How we used semantic search to make our search 10x smarter

Rahul Yadav
Jan 29 · 5 min read

At Tokopedia, we understand that the value in our product corpus is only unlocked when our buyers can find products that are relevant to them, so we strive to improve the relevance of search results.

To further that effort, we are introducing similarity search on Tokopedia. If you go to the search result page on mobile devices, you will find a “…” button that exposes a menu that gives you the option to search for products similar to the product.

Keyword-based search

Tokopedia Search uses Elasticsearch for the search and ranking of products. For each search request, we first query Elasticsearch, which ranks products according to the search query. ElasticSearch stores each word as a sequence of numbers representing ASCII (or UTF) codes for each letter. It builds an inverted-index to quickly find out, which documents contain words from the user query, and then finds the best match among them using various scoring algorithms. These scoring algorithms pay little attention to what the words mean, but rather to how frequently they occur in the document, how close they are to each other, etc. ASCII representation obviously contains enough information to convey the semantics (after all we, humans, can understand it). Unfortunately, there’s no good algorithm for the computer to compare ASCII-encoded words by their meaning.

Vector representation

One solution to this would be to come up with an alternative representation, which tells us not only about the letters contained in the word but also something about its meaning. For example, we could encode which other words our word is frequently used together with (represent by the probable context). We’d then assume that similar contexts represent similar things, and try to compare them using mathematical methods. We could even find a way to encode whole sentences by their meaning.

🔎 Select an embedding similarity search engine

Now that we have feature vectors, the remaining issue is how to retrieve from the large volume of vectors the ones that are similar to the target vector. When it comes to the embeddings search engine, we tried POC on several engines available on Github some of them are FAISS, Vearch, Milvus.
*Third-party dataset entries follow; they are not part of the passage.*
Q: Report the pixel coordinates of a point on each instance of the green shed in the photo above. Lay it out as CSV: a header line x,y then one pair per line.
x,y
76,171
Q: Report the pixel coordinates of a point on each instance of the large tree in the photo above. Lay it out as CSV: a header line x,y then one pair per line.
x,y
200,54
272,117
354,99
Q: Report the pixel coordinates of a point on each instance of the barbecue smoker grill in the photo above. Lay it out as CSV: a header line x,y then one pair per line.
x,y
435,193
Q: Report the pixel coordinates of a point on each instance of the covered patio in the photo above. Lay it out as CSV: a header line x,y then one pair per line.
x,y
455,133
We prefer Milvus to other engines based on load test results. On the one hand, we have used FAISS before on other teams and hence would like to try something new. Compared to Milvus, FAISS is more of an underlying library, therefore not quite convenient to use. As we learned more about Milvus, we finally decided to adopt Milvus for its two main features:

In a nutshell, Milvus is very friendly to users and the documentation is quite detailed. If you come across any problem, you can usually find solutions in the documentation; otherwise, you can always get support from the Milvus community.

Milvus cluster service ⏩

After deciding to use Milvus as the feature vector search engine, we decided to use Milvus for one of our Ads service use-case where we wanted to match low fill rate keywords with high fill rate keywords. We configured a standalone node in a development (DEV) environment and started serving, it had been running well for a few days, and giving us improved CTR/CVR metrics. If a standalone node crashed in production, the entire service would become unavailable. Thus, we need to deploy a highly available search service.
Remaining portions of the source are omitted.